Guyana seeks UN assistance as Venezuela ‘annexes’ further territory
GEORGETOWN, Guyana -- Guyana's new foreign minister, Carl Greenidge, in an address during the opening of Parliament last week, said that his country will seek UN assistance in resolving once and for all the territorial dispute with Venezuela that was escalated on May 27 by a presidential decree # 1787 that virtually "annexed" all of Guyana's territorial waters and which authorized the Venezuelan navy to police the area.
Greenidge denounced Venezuela's President Nicolas Maduro's decree as a “flagrant violation of international law” and rejected “this illegality which seeks to undermine our efforts at development through the exploitation of our natural resources offshore”.
According to Greenidge, Guyana will internationalize the issue at all forums and has brought it to the attention to the United Nations Secretary General Ban Ki-moon.
In recent years, Venezuela has refused to accept a 1899 international arbitration award that settled the border dispute between the two countries, but with the discovery of significant oil deposits off the coast of Guyana last month by Exxon/Mobil, Maduro issued his own map to include that deposit off the coast of Guyana as part of Venezuela and accused "imperialists - Exxon/Mobil" of trying to foment tension between Guyana and Venezuela, and he demanded that Guyana halt the offshore exploration by US companies.
However, Greenidge in a warning to Maduro, said, "Guyana wishes to make it pellucid that Decree No. 1787 cannot be applicable to any part of Guyana’s territory and any attempt by the Bolivarian Republic of Venezuela to apply that instrument in an extra-territorial manner will be vigorously resisted by the Cooperative Republic of Guyana.
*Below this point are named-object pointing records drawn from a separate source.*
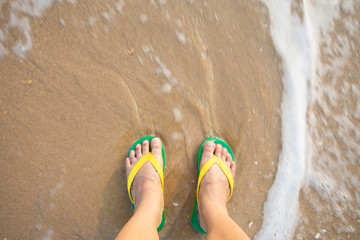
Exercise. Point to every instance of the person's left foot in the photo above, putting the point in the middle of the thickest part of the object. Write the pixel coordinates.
(147, 190)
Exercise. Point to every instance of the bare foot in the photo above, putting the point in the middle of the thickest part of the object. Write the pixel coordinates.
(147, 190)
(214, 188)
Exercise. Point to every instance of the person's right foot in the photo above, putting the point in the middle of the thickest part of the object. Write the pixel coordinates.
(214, 188)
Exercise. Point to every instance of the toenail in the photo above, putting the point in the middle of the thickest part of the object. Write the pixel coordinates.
(210, 144)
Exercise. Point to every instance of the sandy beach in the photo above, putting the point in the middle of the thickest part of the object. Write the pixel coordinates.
(100, 75)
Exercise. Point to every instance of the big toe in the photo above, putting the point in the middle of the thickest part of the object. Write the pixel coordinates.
(208, 151)
(156, 149)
In light of this Guyana will spare no effort in bringing to the attention of the international community this aggressive and illegal act by Venezuela."
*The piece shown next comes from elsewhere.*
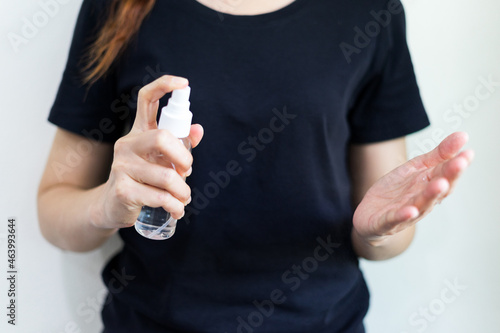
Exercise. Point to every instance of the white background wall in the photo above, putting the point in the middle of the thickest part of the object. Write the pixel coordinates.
(454, 43)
“It is international law that must reign supreme and not the ambitions of a larger state, which wishes to trample upon the rights of a smaller country in order to obstruct the sovereign right of Guyana to develop its natural resources,” Greenidge said.
Strangely, Maduro accused Guyana of overreacting and called for bilateral talks. On Friday, Caracas sent an envoy to Paramaribo seeking the help of Suriname to mediate between Guyana and Venezuela. The foreign minister of Suriname, Winston Lackin, said that his country is looking at the request and that his government will deliberate on the issue soon.
Interestingly, Maduro's new map also expands into Suriname's territorial waters but there has been no reaction from Paramaribo.
Furthermore, Suriname may not considered be a fair mediator by Georgetown, since it too has an outstanding border dispute with Guyana.
Guyana's foreign minister confirmed on Saturday that there are ongoing bilateral discussions with Venezuela and an invitation from UNASUR to mediate the conflict was offered to his government. However, Greenidge made it clear that Guyana will not fall for Maduro's manipulations of "taking advantage of whatever avenue it thinks can serve it well." Thus, it is clear that Guyana has little faith in UNASUR to represent its interest.
Greenidge in his speech to Parliament also accused Venezuela of "economic aggression". He summarized his country's efforts to development the hydro and mineral resources of the region. However, for the past 50 years Venezuela has worked to hinder Guyana's development of the Essequibo region by bullying countries and companies to which Guyana has granted concessions to develop the region.
Meanwhile, the previous government in office and the current government of Guyana have both complained the United Nations Good Offices Process, a mechanism set up to help resolve the decades-old claim Venezuela has made on the Essequibo, which suits Caracas because there has been "no movement to address the problem for more than 20 years," according to former foreign affairs minister of Guyana, Carolyn Rodrigues- Birkett.
Rodrigues-Birkett told the Guyana Times in May, “We are, therefore, looking at the other options under the Geneva Agreement,” suggesting that “the other side (Venezuela) is comfortable with the good offices process because it suits their purpose – no movement.”
The good offices and mediation are roles taken up by the UN secretary-general in the prevention and the peaceful settlement of disputes, as enshrined in the UN Charter. These roles can be set in motion at the secretary-general’s own initiative, in response to a request from one or more of the parties to a dispute, or as a result of a request from the Security Council or the General Assembly.
“The other options – either of them – will have to be exercised by the UN secretary general. Indeed prior to Professor Girvan’s death, he was given just a six-month extension which is a sign that the UN was also weary of no solution,” Rodrigues-Birkett explained.
Guyana will now seek the UN Secretary General's office in finding a mechanism that is already in place to bring an end to the dispute. Georgetown is adamant that it wants a final solution to put an end to Venezuela's aggression.
Greenidge on Saturday made it clear that, while Guyana will work with all, it will go through the route of the UN to end the conflict. He said, “We will work on all the fora, UNASUR, OAS, Commonwealth and so forth. Right now the UN secretary general has a responsibility and we are going to call on him to exercise that responsibility because the other options have been exhausted, and therefore in order to avoid further damage to Guyana we will call upon him to carry out his duties”.